Under the leadership of Taina Bien-Aime, the Women’s City Club is monitoring the sex harassment case of two seasonal workers in the New York Parks Department, signaling a new emphasis and direction for the good-governance group.

 

Empty benches in NYC Parks, where decision still waits on May harassment allegations.
Empty benches in NYC Parks, where decision still waits on May harassment allegations.

 

Credit: Darina Naidu

NEW YORK, New York (WOMENSENEWS)–The Women’s City Club of New York, founded in 1915 by suffragists, has been focused on good-governance issues–education, environment–in recent years.

But in June, under the leadership of Taina Bien-Aime, who took over as executive director in 2012, it returned to its earliest core mission: the welfare of women and children.

That’s not surprising, given Bien-Aime’s personal commitment toward women’s rights, whether she’s running a city group or Equality Now, the international women’s advocacy group that she ran for 10 years.

Demonstrating its new activism, the group in June supporting the city’s probe into complaints made by the two women employed as part-time workers raking weeds and picking up trash in the city’s parks.

Since 2009, the workers said, male supervisors had engaged in inappropriate touching, asked for sexual favors and held pole-dancing contests at employee gatherings.

After the New York Daily News broke the story of the allegations in May, the Department of Investigationan anti-corruption arm of the city government — interviewed participants, sifted through documents and delivered a report to the Parks Department, where the investigation is ongoing.

One supervisor accused of sexual harassment has been moved to a non-supervisory position, and another has been suspended without pay. The two seasonal workers have moved to jobs outside the Parks Department, according to a spokesperson in a recent email interview.

Diversifying and Changing

Women’s City Club was founded in 1916 with members including former First Lady Eleanor Roosevelt; Secretary of Labor Frances Perkins, the first woman to become a member of the U.S. cabinet; and actress Helen Hayes. The City Club, long led by a volunteer board mostly governed by white women, is in a phase of trying to attract younger members and to diversify its leadership.

In the Parks Department case, the Women’s City Club spotted a vulnerable group of women.

Many of these workers are low-income single mothers getting by with help from public assistance and referred to their jobs by job placement services or workfare; the program of linking welfare benefits to employment.

Since their positions often only last four or six months, such workers have little assurance of being rehired the next season by the Parks Department and can be leery of raising any complaints.

In May, however, the two seasonal workers did speak up when they lodged their complaints.

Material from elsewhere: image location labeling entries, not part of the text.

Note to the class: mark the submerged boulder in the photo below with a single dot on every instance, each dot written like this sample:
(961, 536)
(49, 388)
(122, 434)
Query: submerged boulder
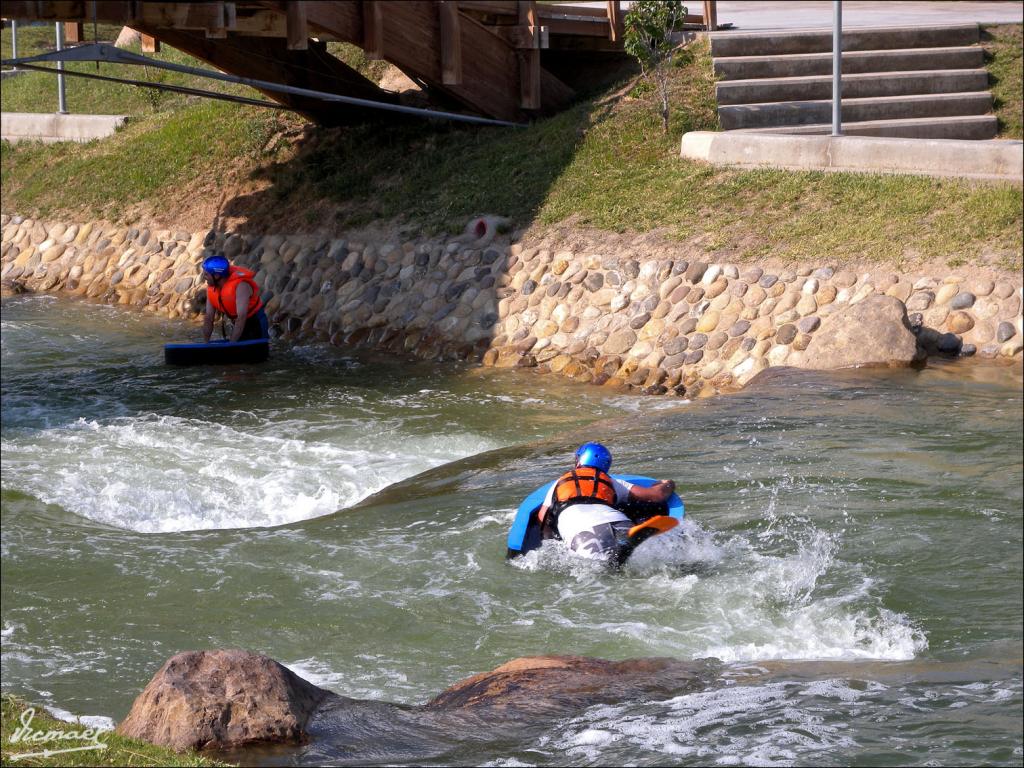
(872, 332)
(225, 699)
(221, 699)
(560, 684)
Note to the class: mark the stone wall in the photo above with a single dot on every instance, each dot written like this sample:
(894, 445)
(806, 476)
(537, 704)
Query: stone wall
(658, 325)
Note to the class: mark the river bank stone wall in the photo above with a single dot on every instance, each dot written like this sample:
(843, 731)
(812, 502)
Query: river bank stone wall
(656, 325)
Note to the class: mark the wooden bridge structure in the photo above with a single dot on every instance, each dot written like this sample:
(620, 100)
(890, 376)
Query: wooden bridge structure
(508, 59)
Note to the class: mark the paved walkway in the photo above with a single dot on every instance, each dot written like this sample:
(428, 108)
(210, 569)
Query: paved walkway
(748, 15)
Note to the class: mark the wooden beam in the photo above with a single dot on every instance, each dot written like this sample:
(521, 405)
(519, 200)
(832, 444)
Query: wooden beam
(451, 42)
(519, 36)
(373, 29)
(269, 58)
(262, 24)
(529, 60)
(298, 31)
(74, 32)
(615, 24)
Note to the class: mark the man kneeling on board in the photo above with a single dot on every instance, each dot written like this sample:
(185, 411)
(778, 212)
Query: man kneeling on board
(581, 508)
(228, 288)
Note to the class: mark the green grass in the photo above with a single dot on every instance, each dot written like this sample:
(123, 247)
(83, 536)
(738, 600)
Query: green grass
(603, 163)
(1004, 60)
(37, 91)
(120, 751)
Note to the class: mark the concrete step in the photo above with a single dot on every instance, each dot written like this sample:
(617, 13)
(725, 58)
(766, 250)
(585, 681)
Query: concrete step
(819, 40)
(854, 110)
(854, 62)
(854, 86)
(974, 127)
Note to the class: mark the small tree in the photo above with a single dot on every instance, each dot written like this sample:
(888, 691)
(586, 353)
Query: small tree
(649, 26)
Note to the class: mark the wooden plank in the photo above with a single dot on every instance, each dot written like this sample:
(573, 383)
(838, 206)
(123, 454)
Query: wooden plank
(529, 60)
(298, 32)
(262, 24)
(218, 23)
(373, 29)
(589, 28)
(551, 11)
(615, 23)
(451, 42)
(496, 7)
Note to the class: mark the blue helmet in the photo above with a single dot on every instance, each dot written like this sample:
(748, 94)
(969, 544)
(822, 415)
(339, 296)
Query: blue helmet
(216, 265)
(594, 455)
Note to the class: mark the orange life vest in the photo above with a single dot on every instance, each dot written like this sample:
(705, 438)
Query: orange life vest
(580, 485)
(222, 296)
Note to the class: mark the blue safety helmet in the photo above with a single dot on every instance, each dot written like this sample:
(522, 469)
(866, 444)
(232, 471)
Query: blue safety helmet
(216, 265)
(594, 455)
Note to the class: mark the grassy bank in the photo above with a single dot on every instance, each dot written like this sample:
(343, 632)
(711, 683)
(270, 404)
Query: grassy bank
(119, 751)
(1006, 68)
(603, 164)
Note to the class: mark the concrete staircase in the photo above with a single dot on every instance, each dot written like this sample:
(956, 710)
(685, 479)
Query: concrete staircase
(911, 82)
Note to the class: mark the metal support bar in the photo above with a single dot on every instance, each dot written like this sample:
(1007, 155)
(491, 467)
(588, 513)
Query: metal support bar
(104, 52)
(837, 68)
(61, 96)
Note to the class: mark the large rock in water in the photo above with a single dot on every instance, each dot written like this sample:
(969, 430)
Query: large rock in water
(220, 699)
(872, 332)
(559, 684)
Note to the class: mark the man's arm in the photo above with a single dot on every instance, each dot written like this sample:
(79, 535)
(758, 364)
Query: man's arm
(657, 493)
(208, 322)
(242, 296)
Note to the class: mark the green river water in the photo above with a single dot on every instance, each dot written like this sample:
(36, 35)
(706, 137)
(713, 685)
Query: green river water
(857, 537)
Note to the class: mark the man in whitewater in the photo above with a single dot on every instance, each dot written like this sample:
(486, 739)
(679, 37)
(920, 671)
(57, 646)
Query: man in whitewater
(581, 508)
(228, 288)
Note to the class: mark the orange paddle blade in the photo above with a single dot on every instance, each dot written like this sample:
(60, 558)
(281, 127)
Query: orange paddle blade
(652, 526)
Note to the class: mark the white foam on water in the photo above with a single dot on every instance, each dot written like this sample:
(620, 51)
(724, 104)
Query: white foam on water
(96, 722)
(764, 725)
(771, 607)
(163, 473)
(731, 602)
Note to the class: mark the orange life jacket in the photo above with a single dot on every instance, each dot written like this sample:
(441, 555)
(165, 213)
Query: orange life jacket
(581, 485)
(222, 296)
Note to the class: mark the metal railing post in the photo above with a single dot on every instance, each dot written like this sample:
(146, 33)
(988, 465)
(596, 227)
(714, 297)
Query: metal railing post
(61, 98)
(13, 39)
(837, 68)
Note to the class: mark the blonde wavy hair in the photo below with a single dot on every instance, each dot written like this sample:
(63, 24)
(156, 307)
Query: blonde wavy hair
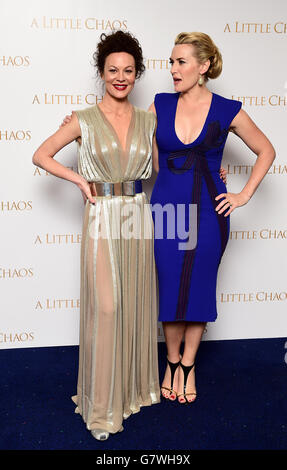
(204, 49)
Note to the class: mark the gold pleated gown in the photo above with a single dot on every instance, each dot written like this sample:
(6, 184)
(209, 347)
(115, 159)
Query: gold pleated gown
(118, 365)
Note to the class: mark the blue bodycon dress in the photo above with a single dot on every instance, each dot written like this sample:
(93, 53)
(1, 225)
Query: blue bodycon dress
(189, 178)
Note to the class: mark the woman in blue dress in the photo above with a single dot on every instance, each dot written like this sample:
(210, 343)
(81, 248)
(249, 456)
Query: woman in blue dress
(190, 203)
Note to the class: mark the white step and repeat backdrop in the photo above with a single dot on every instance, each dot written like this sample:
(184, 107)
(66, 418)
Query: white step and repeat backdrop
(46, 72)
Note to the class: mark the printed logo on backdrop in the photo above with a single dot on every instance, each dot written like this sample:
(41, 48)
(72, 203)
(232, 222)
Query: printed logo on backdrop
(256, 28)
(19, 337)
(16, 273)
(263, 234)
(272, 100)
(77, 24)
(58, 239)
(278, 169)
(157, 64)
(261, 296)
(14, 61)
(67, 99)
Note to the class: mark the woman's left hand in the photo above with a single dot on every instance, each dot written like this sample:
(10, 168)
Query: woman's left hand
(231, 201)
(222, 174)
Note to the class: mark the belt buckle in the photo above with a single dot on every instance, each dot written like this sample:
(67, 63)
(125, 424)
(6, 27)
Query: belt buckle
(129, 188)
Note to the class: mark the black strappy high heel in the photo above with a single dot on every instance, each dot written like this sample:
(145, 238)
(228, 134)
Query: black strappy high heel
(173, 366)
(186, 371)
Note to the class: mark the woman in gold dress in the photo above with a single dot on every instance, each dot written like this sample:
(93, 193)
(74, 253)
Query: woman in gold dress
(118, 365)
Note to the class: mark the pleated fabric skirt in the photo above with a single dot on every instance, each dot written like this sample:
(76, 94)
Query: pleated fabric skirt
(118, 362)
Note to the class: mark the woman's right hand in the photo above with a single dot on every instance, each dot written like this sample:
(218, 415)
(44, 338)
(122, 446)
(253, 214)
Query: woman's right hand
(66, 120)
(84, 186)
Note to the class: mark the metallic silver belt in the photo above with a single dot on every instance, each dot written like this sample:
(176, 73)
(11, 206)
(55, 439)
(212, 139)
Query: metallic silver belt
(124, 188)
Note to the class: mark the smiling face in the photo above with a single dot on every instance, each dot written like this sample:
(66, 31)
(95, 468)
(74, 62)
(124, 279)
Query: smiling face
(185, 68)
(119, 74)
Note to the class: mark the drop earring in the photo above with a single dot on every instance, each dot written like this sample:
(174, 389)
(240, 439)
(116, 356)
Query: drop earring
(200, 80)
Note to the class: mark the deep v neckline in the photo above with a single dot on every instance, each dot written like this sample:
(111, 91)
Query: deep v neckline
(203, 127)
(129, 134)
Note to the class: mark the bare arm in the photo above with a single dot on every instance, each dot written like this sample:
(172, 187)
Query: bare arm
(44, 155)
(154, 144)
(243, 126)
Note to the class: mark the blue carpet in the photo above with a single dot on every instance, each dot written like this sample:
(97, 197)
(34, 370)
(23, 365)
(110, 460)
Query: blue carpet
(241, 402)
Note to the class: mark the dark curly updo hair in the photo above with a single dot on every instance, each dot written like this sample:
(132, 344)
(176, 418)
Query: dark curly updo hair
(118, 41)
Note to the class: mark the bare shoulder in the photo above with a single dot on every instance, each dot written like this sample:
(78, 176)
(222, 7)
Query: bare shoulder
(152, 109)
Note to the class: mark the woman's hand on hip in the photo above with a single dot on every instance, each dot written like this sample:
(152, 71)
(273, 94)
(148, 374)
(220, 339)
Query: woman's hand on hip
(230, 201)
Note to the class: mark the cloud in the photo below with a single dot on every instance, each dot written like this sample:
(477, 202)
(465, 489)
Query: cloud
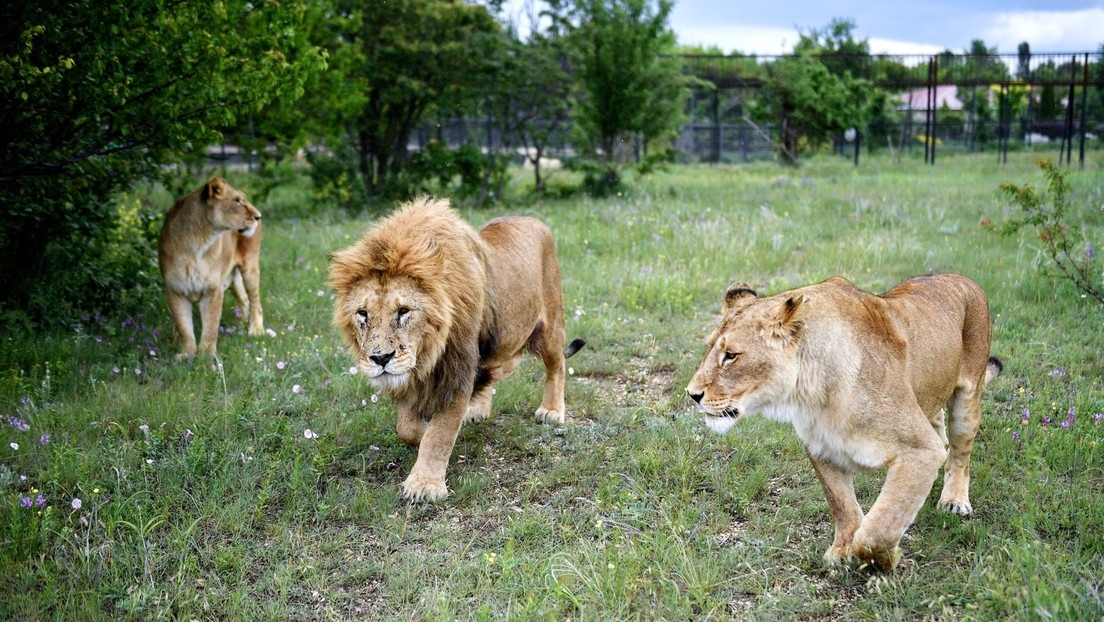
(745, 39)
(1047, 31)
(903, 48)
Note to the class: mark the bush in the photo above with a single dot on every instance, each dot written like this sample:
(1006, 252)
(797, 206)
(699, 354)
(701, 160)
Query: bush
(1063, 242)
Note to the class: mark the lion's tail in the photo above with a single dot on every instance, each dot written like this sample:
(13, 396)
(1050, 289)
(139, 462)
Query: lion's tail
(573, 347)
(993, 369)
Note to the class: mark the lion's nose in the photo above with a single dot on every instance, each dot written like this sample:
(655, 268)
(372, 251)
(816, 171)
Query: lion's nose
(382, 359)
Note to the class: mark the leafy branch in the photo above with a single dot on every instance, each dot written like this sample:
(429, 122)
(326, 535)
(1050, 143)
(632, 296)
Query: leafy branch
(1062, 242)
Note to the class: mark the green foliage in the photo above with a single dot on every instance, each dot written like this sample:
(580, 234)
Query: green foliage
(627, 87)
(96, 95)
(533, 94)
(817, 93)
(203, 497)
(393, 63)
(1061, 238)
(465, 172)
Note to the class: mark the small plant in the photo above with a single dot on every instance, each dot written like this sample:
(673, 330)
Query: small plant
(1062, 242)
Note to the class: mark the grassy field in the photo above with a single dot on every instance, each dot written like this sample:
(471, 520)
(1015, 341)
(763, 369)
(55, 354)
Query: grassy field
(264, 484)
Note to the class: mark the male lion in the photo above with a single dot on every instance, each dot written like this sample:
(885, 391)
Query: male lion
(211, 240)
(435, 314)
(864, 380)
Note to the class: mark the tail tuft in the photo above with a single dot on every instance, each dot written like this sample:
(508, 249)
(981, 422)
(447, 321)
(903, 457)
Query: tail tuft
(574, 347)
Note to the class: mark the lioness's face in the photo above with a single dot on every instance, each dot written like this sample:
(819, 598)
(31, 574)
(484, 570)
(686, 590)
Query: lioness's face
(750, 364)
(230, 209)
(388, 322)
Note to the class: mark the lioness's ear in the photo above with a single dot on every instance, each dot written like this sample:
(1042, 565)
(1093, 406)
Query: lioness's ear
(214, 189)
(736, 293)
(789, 318)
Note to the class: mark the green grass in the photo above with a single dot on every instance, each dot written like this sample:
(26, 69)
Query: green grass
(202, 497)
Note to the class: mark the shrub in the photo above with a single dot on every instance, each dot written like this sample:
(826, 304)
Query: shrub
(1062, 242)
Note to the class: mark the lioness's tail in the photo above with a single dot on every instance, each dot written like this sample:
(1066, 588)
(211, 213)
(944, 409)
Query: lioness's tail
(993, 369)
(573, 347)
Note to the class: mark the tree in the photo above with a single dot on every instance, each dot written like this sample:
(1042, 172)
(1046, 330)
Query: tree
(534, 96)
(810, 103)
(96, 94)
(626, 86)
(396, 61)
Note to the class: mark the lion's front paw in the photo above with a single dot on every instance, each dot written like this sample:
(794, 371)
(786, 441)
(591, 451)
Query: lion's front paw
(420, 488)
(956, 506)
(476, 412)
(545, 415)
(837, 554)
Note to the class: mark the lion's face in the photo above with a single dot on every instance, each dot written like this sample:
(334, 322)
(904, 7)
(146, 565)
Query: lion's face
(388, 322)
(751, 360)
(229, 209)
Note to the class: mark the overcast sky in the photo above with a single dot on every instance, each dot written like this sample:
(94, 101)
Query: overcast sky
(920, 27)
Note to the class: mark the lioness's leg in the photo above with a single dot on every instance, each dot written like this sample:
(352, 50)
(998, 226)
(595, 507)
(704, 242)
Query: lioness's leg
(251, 278)
(846, 512)
(426, 480)
(965, 411)
(909, 480)
(181, 311)
(210, 314)
(239, 288)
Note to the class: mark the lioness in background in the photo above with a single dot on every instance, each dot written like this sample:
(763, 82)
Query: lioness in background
(211, 240)
(864, 380)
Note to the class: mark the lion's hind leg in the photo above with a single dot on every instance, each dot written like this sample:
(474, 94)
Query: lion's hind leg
(547, 341)
(481, 397)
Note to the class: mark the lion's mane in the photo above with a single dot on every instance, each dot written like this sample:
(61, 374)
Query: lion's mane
(428, 243)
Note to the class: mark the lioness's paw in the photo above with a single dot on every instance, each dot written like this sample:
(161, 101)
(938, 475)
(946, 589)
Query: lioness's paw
(882, 559)
(956, 506)
(418, 488)
(545, 415)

“It’s really egregious that the Parks Department was not aware for so long,” said Bien-Aime in a recent interview at her office in a temporary suite in Midtown Manhattan.

She sees the harassment of the seasonal park workers as a local form of sexual exploitation, an issue that she confronted on a global front in her former post as executive director of Equality Now.

From Brooklyn to Bangkok

“Whether the issue is international or New York City and New York State, it’s the same,” said Bien-Aime, who believes that girls and women in Brooklyn require the same kind of advocacy as counterparts in Bangkok, an epicenter of sex tourism and sex trafficking.

A first-generation Haitian-American, Bien-Aime holds degrees from the University of Geneva in Switzerland, as well as the New York University School of Law.

She grew up among women who fought for gender equality, both on the Caribbean island nation and in North America.

“My grandmother was a suffragist,” she says, “and my mother was a feminist. As a little girl, I thought that the women in my family were the most powerful people in the world.”

Childhood perceptions change, however. Bien-Aime saw the limits of the domestic sphere.

“I saw my aunts having to be submissive to their husbands,” said Bien-Aime. “They changed, even if they worked outside the home. They talked about pats on their behind from their bosses. They had to accept it.”

Bien-Aime didn’t believe that she or other women–including those working for the Parks Department–should have to accept it.

Marge Ives, president of the Women’s City Club, said her organization will closely monitor the Parks Department case. “We will ensure that anti-sexual harassment measures are enforced and that prevention efforts are in place and implemented.” Ives said in an e-mail interview.